O bem e o mal estão em nossas vidas porque devem estar. Lembre-se disso e fortaleça seu corpo!

Da série Friedrich Nietzsche.

Nietzsche
Nietzsche

O sujeito só é o que é por ter vivido o bem e o mal. Não há como fugir desse destino: a vida não é feita só de alegrias. A alegria, por sua vez, depende da tristeza para ter sua validade. Segundo o bigodudo alemão, o forte também precisa do veneno, mas este veneno não tem o mesmo efeito que aflige o fraco,

“Examinai a vida dos homens e dos povos melhores e mais fecundos, e perguntai se uma árvore que deve elevar-se altivamente nos ares pode dispensar o mau tempo e as tempestades; se a hostilidade do exterior, as resistências exteriores, todas as espécies de ódio de inveja, de teimosia, de desconfiança, de dureza, de avidez e de violência não fazem parte das circunstâncias favoráveis sem as quais nada, nem sequer a virtude, poderia crescer grandemente? O veneno que mata as naturezas fracas é um fortificante para as fortes; … e por isso não lhe chamam veneno.” [1]

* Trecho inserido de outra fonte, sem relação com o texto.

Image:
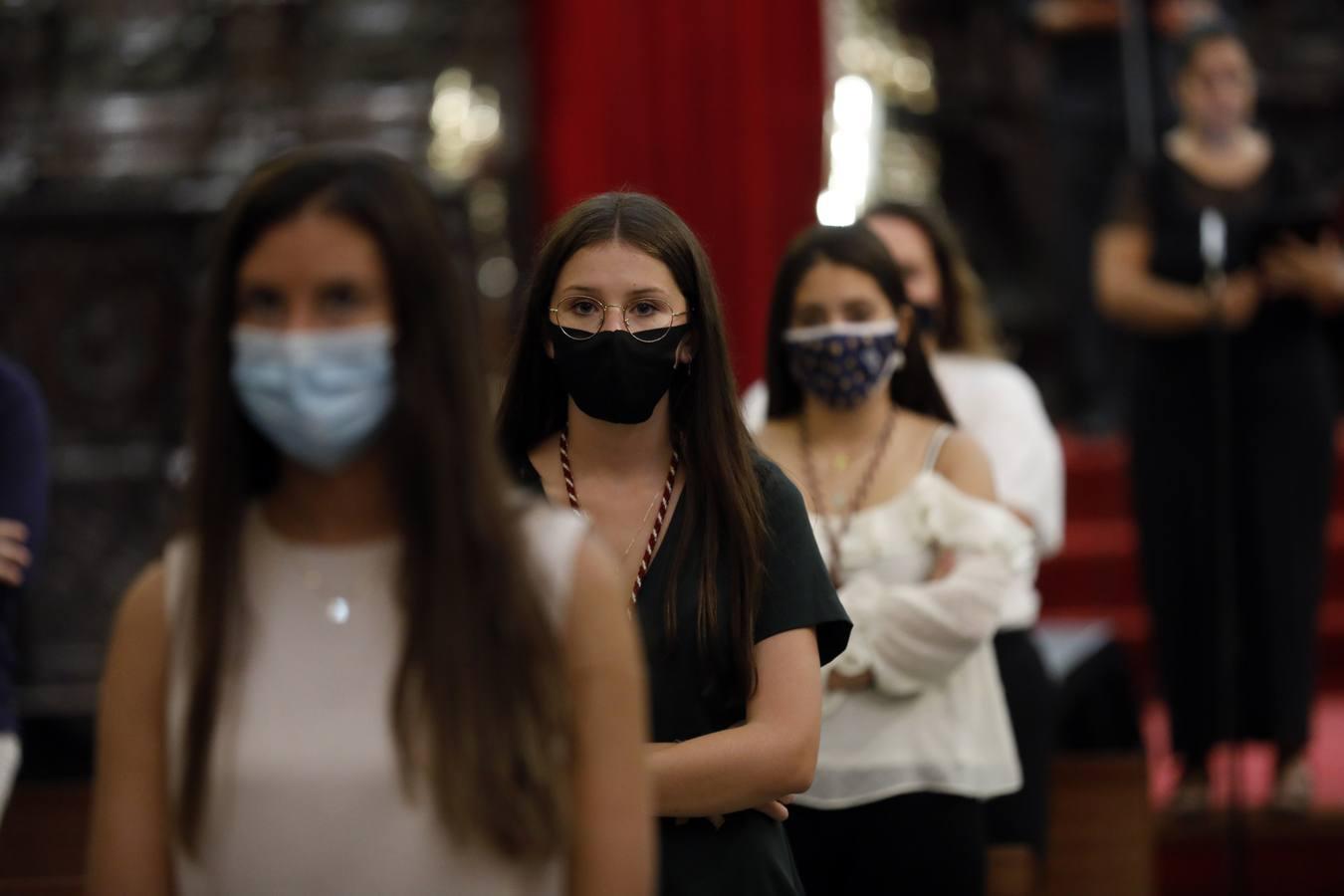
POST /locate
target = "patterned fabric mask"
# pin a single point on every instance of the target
(843, 362)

A dor fortalece, pois a dor também marca o corpo. Um corpo marcado é um corpo experiente, que sabe se virar. Em termos gerais, o forte nasce da sua vontade de potência, mas nunca da redoma de uma vida sem tensões.

A derrota faz parte da trajetória do forte, que não se submete às regras, que insiste na luta, que insiste em impor sua vontade e afirmar a si mesmo.

Referências

[1] NIETZSCHE, Friedrich. Gaia Ciência, São Paulo: Escala, 2008. p.60.